Learning to Cover: Online Learning and Optimization with Irreversible Decisions
This work addresses optimization under uncertainty for decision-makers in facility location, though it appears incremental as it extends prior online learning frameworks to specific constraints.
The paper tackles an online learning and optimization problem with irreversible decisions to minimize facility openings while meeting a coverage target, proving that regret grows sub-linearly and converges exponentially fast to its infinite-horizon limit.

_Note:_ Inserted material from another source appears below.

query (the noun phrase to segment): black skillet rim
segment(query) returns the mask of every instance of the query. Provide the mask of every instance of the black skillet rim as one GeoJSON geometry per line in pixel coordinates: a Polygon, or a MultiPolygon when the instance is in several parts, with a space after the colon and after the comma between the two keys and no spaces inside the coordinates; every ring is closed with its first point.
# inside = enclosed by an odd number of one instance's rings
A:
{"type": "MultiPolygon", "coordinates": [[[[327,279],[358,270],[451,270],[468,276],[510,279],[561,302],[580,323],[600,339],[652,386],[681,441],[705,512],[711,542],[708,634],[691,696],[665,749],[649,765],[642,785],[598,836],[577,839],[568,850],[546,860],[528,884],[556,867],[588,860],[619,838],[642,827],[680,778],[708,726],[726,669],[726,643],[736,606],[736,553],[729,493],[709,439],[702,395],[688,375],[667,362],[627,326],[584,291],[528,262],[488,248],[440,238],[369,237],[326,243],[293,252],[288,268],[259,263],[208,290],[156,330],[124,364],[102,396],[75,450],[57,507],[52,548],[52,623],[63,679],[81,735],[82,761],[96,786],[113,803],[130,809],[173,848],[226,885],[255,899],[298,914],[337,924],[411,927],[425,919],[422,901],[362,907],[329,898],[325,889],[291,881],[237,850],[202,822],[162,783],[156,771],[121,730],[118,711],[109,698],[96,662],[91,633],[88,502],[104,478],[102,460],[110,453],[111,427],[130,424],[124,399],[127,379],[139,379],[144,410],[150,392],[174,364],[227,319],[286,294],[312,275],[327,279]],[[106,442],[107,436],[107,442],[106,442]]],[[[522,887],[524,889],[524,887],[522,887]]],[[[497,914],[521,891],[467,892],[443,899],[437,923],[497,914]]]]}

We define an online learning and optimization problem with discrete and irreversible decisions contributing toward a coverage target. In each period, a decision-maker selects facilities to open, receives information on the success of each one, and updates a classification model to guide future decisions. The goal is to minimize facility openings under a chance constraint reflecting the coverage target, in an asymptotic regime characterized by a large target number of facilities $m\to\infty$ but a finite horizon $T \in \mathcal{Z}_+$. We prove that, under statistical conditions, the online classifier converges to the Bayes-optimal classifier at a rate of at best $\mathcal{O}(1/\sqrt n)$. Thus, we formulate our online learning and optimization problem, with a generalized learning rate $r>0$ and a residual error $1-p$. We derive an asymptotically optimal algorithm and an asymptotically tight lower bound. The regret grows in $Θ\left(m^{\frac{1-r}{1-r^T}}\right)$ if $p=1$ (perfect learning) or in $Θ\left(\max\left\{m^{\frac{1-r}{1-r^T}},\sqrt{m}\right\}\right)$ otherwise; in particular, the regret rate is sub-linear and converges exponentially fast to its infinite-horizon limit. We extend this result to a more complicated facility location setting in a bipartite facility-customer graph with a target on customer coverage. Throughout, constructive proofs identify a policy featuring limited exploration initially and fast exploitation later on once uncertainty gets mitigated. These results uncover the benefits of limited online learning and optimization through pilot programs prior to full-fledged expansion.